The Texas State Board of Review, which reviews applications for buildings to be considered for the National Register of Historic places, has pushed discussions on Highland Park’s Hyer Elementary back to May, per HPISD Superintendent Tom Trigg.

The school’s nomination to the National Register is “concerning” to Trigg and HPISD board members.

Having a building named to the National Register of Historic Places does not keep it from facing demolition, but it is a prerequisite to being considered a State Antiquities Landmark – which could keep demolition from taking place, or delay construction for a new Hyer Elementary. Board members are worried that having the school named to the National Register would throw a wrench into future plans for the building.

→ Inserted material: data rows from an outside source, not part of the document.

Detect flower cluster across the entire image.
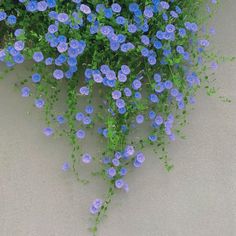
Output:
[0,0,217,233]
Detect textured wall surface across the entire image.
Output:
[0,0,236,236]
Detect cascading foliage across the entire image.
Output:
[0,0,221,234]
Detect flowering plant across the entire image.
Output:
[0,0,227,234]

“We officially opposed the nomination,” Trigg said. “[Being named to the Register] doesn’t keep the building from being demolished, but it is the first step in being named a State Antiquities Landmark, which could keep it from being demolished against the wishes of our community, which voted for new schools more than three years ago.That was a concern to us. If we are forced to do anything different than what we have planned for Hyer, it would cause a delay for us, and most likely a lot of money.”

Trigg added that, if the district were to redraw building plans, that would be equally expensive.

“We have a lot of architectural dollars tied up there,” he said. “Worse case, we might have needed to – or need to – open the school a year later.”

Trigg and Jim Hitzelberger, board president, are scheduled to meet with their attorneys prior to the May decision by the Commission.

Other district news:

  • January is School Board Appreciation Month, and in Highland Park, the theme is “seeds of success.” Students from different grade levels in HPISD presented the board members with flowers.
  • A mid-day education services meeting was held the same day as the board meeting. That meeting was focused on more dyslexia training for district employees and teachers; an overview of the curriculum; and discussions on a community-based accountability system.
  • The Highland Park High School football team was honored for its’ third straight state championship.
  • The 2019-2020 school calendar was approved

Timothy Glaze

A journalism graduate of the University of North Texas, Tim has called Dallas home his entire life. He has covered news, schools, sports, and politics in Lake Dallas, Denton, Plano, Allen, Little Elm, and Dallas since 2009 for several publications - The Lake Cities Sun, The Plano Star Courier, the Denton Record Chronicle, and now, People Newspapers. He lives in Denton County with his wife and three dogs.

3 thoughts on “HPISD Roundup: Preservation Push Could Delay Hyer Construction

  • January 17, 2019 at 10:12 am

    Hyer is not “currently empty”. It is being utilized as Bradfield Elementary, while their new school is being constructed. Get your facts straight.

    • January 17, 2019 at 2:14 pm

      Thank you for catching that! It has been changed in the story.

  • January 17, 2019 at 1:08 pm

    The part that of this story that concerns me the most is the idea that the state may end up with final say of the “overall use of the building”. Who knows what that could mean for our district in the future. Losing control of the use of one of our facilities to the state wouldn’t be a positive outcome at all. I think it’s time for the Hyer community to honestly contemplate the potential consequences of these decisions, seek more compromise with the district and cede the fight for such tight control over the construction of this school – before they loose it altogether.